Average daily trading volume in the S&P 500 index has fallen every year since the crisis, and in 2013, it’s now at levels not seen in 15 years.
You have to go all the way back to 1998 to observe lower trading volumes in the index:
On the other hand, the use of options to trade the S&P 500 has taken off over the past 10 years, and in 2013, it’s near all-time highs.
Average daily S&P 500 options volume so far this year is up 10 per cent from that in 2012:
With more and more investors expressing their views on stocks via options as opposed to trading in actual shares, it’s interesting to take a look at how S&P 500 options traders are positioned.

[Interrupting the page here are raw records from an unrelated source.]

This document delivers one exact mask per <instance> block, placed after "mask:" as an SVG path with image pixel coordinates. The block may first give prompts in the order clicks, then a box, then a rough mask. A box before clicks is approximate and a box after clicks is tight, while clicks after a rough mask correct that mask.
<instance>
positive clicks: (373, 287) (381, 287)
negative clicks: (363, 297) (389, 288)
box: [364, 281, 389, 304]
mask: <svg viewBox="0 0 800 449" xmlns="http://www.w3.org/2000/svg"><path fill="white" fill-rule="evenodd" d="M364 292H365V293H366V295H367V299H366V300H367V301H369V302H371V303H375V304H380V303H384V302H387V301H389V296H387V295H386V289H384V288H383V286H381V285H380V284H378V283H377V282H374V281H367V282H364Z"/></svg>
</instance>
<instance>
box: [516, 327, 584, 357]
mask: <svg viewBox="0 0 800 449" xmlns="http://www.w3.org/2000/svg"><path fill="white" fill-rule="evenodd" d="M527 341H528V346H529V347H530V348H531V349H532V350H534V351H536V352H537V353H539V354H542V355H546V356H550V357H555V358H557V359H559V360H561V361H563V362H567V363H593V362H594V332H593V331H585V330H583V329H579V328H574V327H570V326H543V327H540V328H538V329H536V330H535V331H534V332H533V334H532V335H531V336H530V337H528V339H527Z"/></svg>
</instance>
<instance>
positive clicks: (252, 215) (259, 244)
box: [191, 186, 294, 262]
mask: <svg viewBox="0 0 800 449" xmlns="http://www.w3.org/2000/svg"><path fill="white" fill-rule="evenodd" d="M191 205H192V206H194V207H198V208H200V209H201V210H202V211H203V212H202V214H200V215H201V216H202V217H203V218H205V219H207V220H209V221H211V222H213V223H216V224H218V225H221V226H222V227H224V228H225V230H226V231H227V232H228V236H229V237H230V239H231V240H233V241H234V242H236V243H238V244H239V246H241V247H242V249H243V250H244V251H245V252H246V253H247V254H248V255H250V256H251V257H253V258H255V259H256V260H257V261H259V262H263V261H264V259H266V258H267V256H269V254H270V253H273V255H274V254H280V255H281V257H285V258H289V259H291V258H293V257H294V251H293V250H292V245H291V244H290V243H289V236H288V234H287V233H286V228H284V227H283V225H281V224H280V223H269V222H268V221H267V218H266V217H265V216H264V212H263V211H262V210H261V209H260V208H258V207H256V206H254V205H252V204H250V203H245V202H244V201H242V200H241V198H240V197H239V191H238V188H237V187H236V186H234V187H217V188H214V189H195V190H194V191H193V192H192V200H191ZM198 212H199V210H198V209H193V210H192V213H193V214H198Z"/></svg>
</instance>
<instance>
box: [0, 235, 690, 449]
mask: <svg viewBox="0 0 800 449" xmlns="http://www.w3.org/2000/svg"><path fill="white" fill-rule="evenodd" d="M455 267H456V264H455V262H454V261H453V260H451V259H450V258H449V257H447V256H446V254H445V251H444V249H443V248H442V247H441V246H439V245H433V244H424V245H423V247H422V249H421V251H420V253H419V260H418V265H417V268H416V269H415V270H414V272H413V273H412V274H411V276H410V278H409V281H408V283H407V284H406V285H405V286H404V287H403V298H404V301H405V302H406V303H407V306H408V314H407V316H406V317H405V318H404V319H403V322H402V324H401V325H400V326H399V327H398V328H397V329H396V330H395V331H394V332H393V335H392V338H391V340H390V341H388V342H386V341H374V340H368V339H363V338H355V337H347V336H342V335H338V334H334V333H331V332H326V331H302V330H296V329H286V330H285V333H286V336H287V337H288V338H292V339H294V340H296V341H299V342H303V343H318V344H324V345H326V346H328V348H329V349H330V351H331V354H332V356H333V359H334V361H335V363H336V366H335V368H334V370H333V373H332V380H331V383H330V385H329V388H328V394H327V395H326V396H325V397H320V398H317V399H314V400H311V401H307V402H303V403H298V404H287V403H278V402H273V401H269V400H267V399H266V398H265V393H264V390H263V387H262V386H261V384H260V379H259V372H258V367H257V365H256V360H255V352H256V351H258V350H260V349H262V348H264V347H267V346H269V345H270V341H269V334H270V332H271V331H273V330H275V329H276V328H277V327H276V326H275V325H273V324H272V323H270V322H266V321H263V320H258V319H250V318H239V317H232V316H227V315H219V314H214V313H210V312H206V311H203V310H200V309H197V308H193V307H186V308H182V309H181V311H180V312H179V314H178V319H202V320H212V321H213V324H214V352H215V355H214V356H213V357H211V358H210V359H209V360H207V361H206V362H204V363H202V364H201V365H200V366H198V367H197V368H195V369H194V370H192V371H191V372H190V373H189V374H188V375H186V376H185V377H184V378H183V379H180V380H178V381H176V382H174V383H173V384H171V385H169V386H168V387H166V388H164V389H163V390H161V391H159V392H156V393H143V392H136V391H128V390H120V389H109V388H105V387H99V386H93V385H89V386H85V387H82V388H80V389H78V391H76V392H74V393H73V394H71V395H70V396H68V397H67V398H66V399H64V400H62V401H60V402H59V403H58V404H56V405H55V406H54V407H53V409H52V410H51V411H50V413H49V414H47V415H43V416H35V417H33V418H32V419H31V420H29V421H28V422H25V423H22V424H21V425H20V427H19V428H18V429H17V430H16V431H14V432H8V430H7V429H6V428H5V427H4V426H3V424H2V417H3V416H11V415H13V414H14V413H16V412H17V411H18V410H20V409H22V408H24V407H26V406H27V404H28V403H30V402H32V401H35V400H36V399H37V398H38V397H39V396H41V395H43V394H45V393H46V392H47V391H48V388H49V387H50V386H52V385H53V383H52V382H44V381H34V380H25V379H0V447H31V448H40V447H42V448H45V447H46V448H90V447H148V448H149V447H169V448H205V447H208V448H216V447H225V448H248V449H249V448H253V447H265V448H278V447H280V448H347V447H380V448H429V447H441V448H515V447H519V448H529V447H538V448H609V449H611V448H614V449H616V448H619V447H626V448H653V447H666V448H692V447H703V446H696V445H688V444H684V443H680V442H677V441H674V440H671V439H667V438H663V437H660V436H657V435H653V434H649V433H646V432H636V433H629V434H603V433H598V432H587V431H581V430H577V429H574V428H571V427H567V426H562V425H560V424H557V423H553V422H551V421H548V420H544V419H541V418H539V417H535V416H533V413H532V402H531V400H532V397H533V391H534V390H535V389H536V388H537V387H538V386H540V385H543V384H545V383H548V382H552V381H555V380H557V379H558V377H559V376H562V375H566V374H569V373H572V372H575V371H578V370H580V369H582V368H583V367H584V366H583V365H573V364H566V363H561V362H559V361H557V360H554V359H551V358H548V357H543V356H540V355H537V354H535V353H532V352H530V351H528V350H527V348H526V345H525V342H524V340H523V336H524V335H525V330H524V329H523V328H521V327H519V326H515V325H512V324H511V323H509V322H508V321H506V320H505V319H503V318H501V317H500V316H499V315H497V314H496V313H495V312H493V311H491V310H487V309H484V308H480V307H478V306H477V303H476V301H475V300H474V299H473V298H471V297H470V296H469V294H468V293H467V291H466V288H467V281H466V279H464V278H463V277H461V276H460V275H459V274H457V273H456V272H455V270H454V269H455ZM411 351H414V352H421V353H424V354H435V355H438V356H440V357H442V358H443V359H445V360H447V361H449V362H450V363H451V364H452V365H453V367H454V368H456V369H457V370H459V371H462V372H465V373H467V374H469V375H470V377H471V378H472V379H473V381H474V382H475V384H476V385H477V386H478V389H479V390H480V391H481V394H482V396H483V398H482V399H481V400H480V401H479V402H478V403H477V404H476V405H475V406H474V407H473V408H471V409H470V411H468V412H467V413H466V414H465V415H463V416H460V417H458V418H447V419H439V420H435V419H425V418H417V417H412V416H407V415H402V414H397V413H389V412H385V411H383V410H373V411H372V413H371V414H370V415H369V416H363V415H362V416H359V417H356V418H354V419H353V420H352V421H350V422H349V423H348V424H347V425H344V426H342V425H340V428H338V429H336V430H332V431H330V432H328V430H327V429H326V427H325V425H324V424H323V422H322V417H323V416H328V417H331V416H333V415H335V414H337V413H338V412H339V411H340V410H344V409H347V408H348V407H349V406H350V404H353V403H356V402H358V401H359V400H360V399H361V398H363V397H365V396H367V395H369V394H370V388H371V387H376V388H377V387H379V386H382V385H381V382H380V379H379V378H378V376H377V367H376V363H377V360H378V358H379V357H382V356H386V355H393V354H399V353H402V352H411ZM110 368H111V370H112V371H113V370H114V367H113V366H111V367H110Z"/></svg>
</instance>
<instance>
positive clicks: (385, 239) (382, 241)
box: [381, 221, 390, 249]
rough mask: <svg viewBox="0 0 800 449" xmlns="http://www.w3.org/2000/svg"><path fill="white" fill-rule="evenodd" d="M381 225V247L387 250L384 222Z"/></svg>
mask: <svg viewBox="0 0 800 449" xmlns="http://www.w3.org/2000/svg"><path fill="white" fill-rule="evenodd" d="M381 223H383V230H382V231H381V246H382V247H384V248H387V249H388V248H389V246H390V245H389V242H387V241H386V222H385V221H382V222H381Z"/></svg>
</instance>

A “put option” constitutes a bet that stocks will go down whereas a “call option” is a bet that stocks will go up.
The put-call ratio, then, is the ratio of options traders betting against the index to those betting on it.
That ratio has decreased in 2013 from 2012 and is now approaching lows not seen since 2003:
The lower put-call ratio may reflect the incredibly bullish sentiment we’ve seen toward stocks so far in 2013.
At the same time, though, trading volume in the VIX options market – which puts a price to S&P 500 volatility – is at an all-time high already in 2013.
Goldman Sachs options strategists Krag Gregory and Jose Gonzalo Rangel have the details:
The pace in 2013 has been even more remarkable for VIX options where the year-to-date average daily volume is running at a record high of 614,658 contracts – that is 1.4x the 2012 average and 22.4x the 2006 average.
VIX options had a record setting January: A breakdown of average daily volume by calendar month shows that VIX option average daily volume recorded an all-time high in January 2013 while S&P 500 options were in their 90th percentile relative to a 10-year history.
The put-call ratio on VIX options has risen notably over the past month, suggesting that perhaps investors are upping their bets against a rise in volatility.